The Typhoon’s Role In Climate Change
According to CNN, Super Typhoon Haiyan may have hit the Philippines with the strongest sustained cyclone winds on record at 195 mph. Scientists are still analyzing the data. Gusts reported at first landfall that rose to 235 mph would also be a record if confirmed.
Senior Presidential aide Rene Alemendras told the AP that preparation efforts anticipated the wind but not the water. Leyte and its capital city of Tacloban — home to 200,000 — was inundated by storm surges as high as 20 feet.
According to Climate Central, there is increasing evidence that climate change is making the impacts of storm surges worse by raising the underlying sea levels. However, studies still show a high amount of uncertainty about how global warming is affecting the frequency and intensity of West Pacific typhoons.
Professor Will Steffen, a researcher at Australian National University, told the Sydney Morning Herald that scientists understand how a hotter, moister climate is already affecting storms such as Haiyan.

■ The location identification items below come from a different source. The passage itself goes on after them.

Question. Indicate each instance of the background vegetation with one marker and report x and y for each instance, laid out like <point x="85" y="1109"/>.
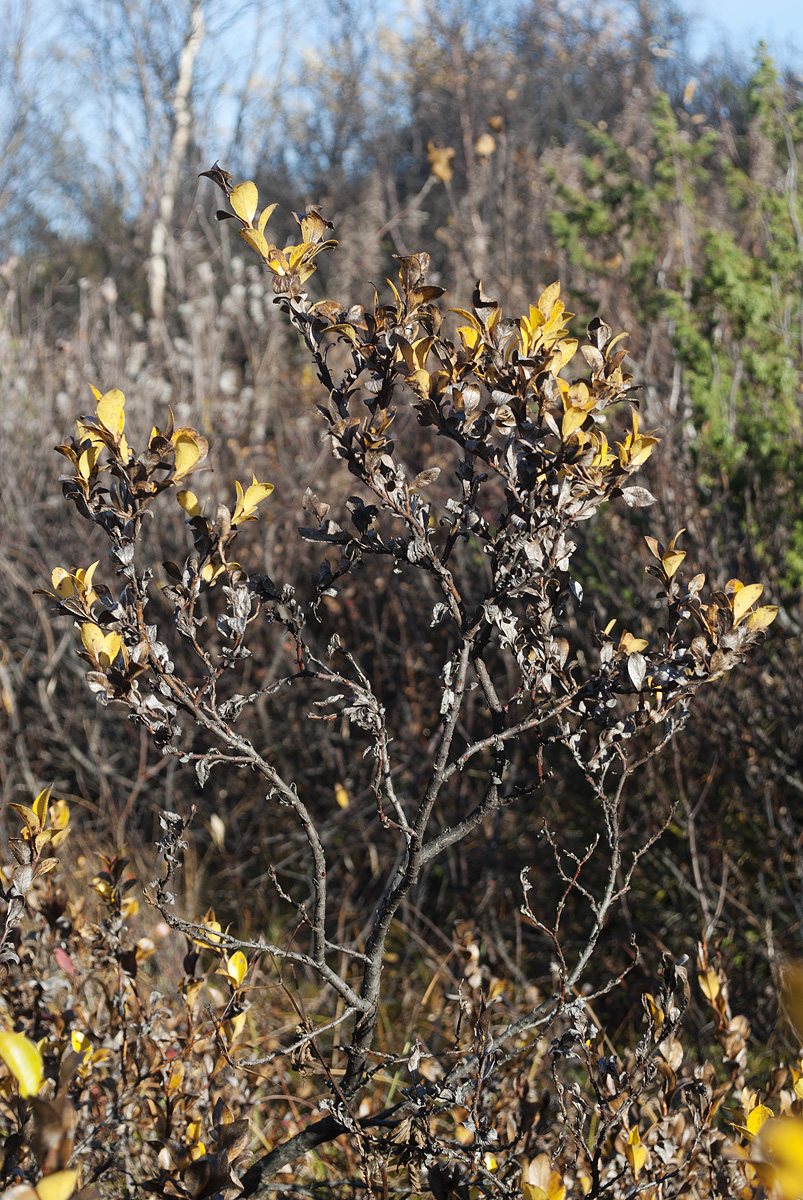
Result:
<point x="517" y="147"/>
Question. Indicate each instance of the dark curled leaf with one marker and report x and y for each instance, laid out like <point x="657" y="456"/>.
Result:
<point x="637" y="497"/>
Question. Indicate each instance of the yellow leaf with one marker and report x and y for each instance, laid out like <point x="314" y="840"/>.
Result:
<point x="189" y="502"/>
<point x="635" y="1153"/>
<point x="40" y="805"/>
<point x="244" y="201"/>
<point x="63" y="582"/>
<point x="88" y="461"/>
<point x="547" y="298"/>
<point x="246" y="503"/>
<point x="211" y="570"/>
<point x="780" y="1144"/>
<point x="671" y="561"/>
<point x="630" y="645"/>
<point x="539" y="1181"/>
<point x="58" y="1186"/>
<point x="23" y="1060"/>
<point x="190" y="448"/>
<point x="708" y="983"/>
<point x="102" y="647"/>
<point x="237" y="967"/>
<point x="265" y="216"/>
<point x="757" y="1117"/>
<point x="111" y="412"/>
<point x="762" y="617"/>
<point x="743" y="600"/>
<point x="573" y="419"/>
<point x="81" y="1044"/>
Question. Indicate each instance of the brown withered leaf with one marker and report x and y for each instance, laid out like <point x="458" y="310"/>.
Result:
<point x="220" y="177"/>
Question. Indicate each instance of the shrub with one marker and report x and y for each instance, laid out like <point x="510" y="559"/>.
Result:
<point x="467" y="1068"/>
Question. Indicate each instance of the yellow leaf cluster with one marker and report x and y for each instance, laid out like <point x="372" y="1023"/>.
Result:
<point x="636" y="448"/>
<point x="102" y="648"/>
<point x="539" y="1181"/>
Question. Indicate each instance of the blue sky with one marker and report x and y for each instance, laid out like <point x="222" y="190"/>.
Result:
<point x="745" y="22"/>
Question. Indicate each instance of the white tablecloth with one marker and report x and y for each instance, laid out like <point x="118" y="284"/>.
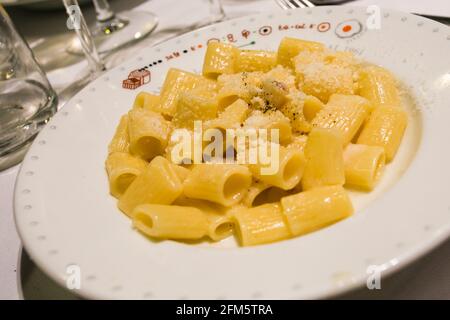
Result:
<point x="19" y="277"/>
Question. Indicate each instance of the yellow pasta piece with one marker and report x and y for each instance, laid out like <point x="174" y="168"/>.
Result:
<point x="170" y="222"/>
<point x="385" y="128"/>
<point x="287" y="173"/>
<point x="324" y="159"/>
<point x="225" y="184"/>
<point x="344" y="113"/>
<point x="232" y="117"/>
<point x="255" y="60"/>
<point x="364" y="165"/>
<point x="243" y="85"/>
<point x="148" y="133"/>
<point x="147" y="101"/>
<point x="294" y="110"/>
<point x="178" y="81"/>
<point x="181" y="172"/>
<point x="270" y="120"/>
<point x="157" y="184"/>
<point x="220" y="224"/>
<point x="290" y="47"/>
<point x="311" y="107"/>
<point x="121" y="141"/>
<point x="254" y="191"/>
<point x="298" y="143"/>
<point x="315" y="209"/>
<point x="122" y="169"/>
<point x="194" y="105"/>
<point x="219" y="59"/>
<point x="259" y="225"/>
<point x="322" y="80"/>
<point x="379" y="86"/>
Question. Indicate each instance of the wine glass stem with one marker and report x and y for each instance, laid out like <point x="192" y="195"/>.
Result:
<point x="216" y="10"/>
<point x="84" y="35"/>
<point x="103" y="10"/>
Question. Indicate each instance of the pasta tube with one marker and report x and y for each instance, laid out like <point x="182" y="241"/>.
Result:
<point x="364" y="165"/>
<point x="385" y="128"/>
<point x="148" y="133"/>
<point x="225" y="184"/>
<point x="219" y="59"/>
<point x="288" y="173"/>
<point x="122" y="169"/>
<point x="256" y="189"/>
<point x="147" y="101"/>
<point x="157" y="184"/>
<point x="290" y="47"/>
<point x="259" y="225"/>
<point x="194" y="105"/>
<point x="170" y="222"/>
<point x="121" y="141"/>
<point x="314" y="209"/>
<point x="345" y="113"/>
<point x="255" y="60"/>
<point x="311" y="107"/>
<point x="378" y="85"/>
<point x="324" y="159"/>
<point x="220" y="224"/>
<point x="178" y="81"/>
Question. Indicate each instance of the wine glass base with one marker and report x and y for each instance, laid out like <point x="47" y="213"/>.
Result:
<point x="122" y="30"/>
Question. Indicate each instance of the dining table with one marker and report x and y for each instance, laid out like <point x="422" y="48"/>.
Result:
<point x="46" y="33"/>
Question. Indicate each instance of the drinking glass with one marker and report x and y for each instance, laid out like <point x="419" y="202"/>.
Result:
<point x="27" y="101"/>
<point x="113" y="31"/>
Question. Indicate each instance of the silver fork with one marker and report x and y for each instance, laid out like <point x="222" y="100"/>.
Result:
<point x="294" y="4"/>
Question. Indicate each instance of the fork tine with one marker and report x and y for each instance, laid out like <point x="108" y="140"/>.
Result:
<point x="288" y="5"/>
<point x="308" y="3"/>
<point x="282" y="4"/>
<point x="297" y="3"/>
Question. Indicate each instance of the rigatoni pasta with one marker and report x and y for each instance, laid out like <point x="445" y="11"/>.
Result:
<point x="261" y="145"/>
<point x="385" y="128"/>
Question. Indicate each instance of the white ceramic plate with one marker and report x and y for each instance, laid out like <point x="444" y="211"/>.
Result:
<point x="66" y="217"/>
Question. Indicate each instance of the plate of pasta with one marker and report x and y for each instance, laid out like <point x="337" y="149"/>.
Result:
<point x="283" y="155"/>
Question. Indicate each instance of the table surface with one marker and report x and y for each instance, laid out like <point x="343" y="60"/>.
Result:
<point x="427" y="278"/>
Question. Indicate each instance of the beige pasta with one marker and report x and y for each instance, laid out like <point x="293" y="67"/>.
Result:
<point x="385" y="128"/>
<point x="364" y="165"/>
<point x="254" y="191"/>
<point x="225" y="184"/>
<point x="379" y="86"/>
<point x="122" y="169"/>
<point x="255" y="60"/>
<point x="220" y="224"/>
<point x="121" y="140"/>
<point x="219" y="59"/>
<point x="147" y="101"/>
<point x="287" y="171"/>
<point x="157" y="184"/>
<point x="178" y="81"/>
<point x="260" y="225"/>
<point x="194" y="105"/>
<point x="346" y="113"/>
<point x="311" y="107"/>
<point x="290" y="47"/>
<point x="148" y="133"/>
<point x="170" y="222"/>
<point x="314" y="209"/>
<point x="324" y="159"/>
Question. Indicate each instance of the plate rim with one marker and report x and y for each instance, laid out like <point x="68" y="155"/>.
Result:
<point x="414" y="252"/>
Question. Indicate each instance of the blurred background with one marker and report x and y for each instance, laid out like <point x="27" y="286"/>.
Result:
<point x="119" y="28"/>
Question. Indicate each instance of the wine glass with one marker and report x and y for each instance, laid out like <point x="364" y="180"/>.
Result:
<point x="113" y="31"/>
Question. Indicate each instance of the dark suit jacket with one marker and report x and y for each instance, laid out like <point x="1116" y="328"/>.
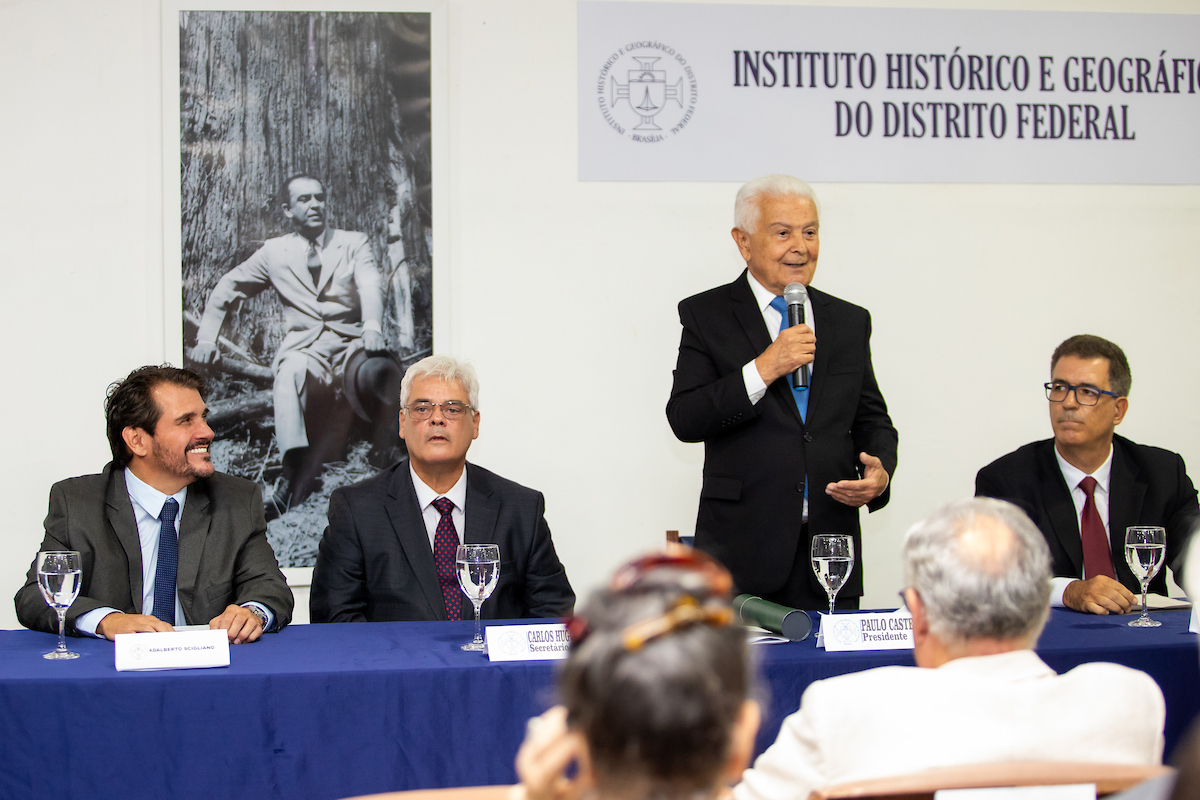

“Once [cyclones] do form, they get most of their energy from the surface waters of the ocean,” Professor Steffen said. “We know sea-surface temperatures are warming pretty much around the planet, so that’s a pretty direct influence of climate change on the nature of the storm.”
Data compiled from the US National Oceanic and Atmospheric Administration shows sea temperatures were about 0.5 to 1 degree above normal in the waters to the east of the Philippines as Haiyan began forming.
Kerry A. Emanuel, an atmospheric scientist at M.I.T., told the New York Times that that as the planet warms the difference between sea and air temperatures increases and that this differences fuels the increased intensity of storms like Haiyan.
“As you warm the climate, you basically raise the speed limit on hurricanes,” he said.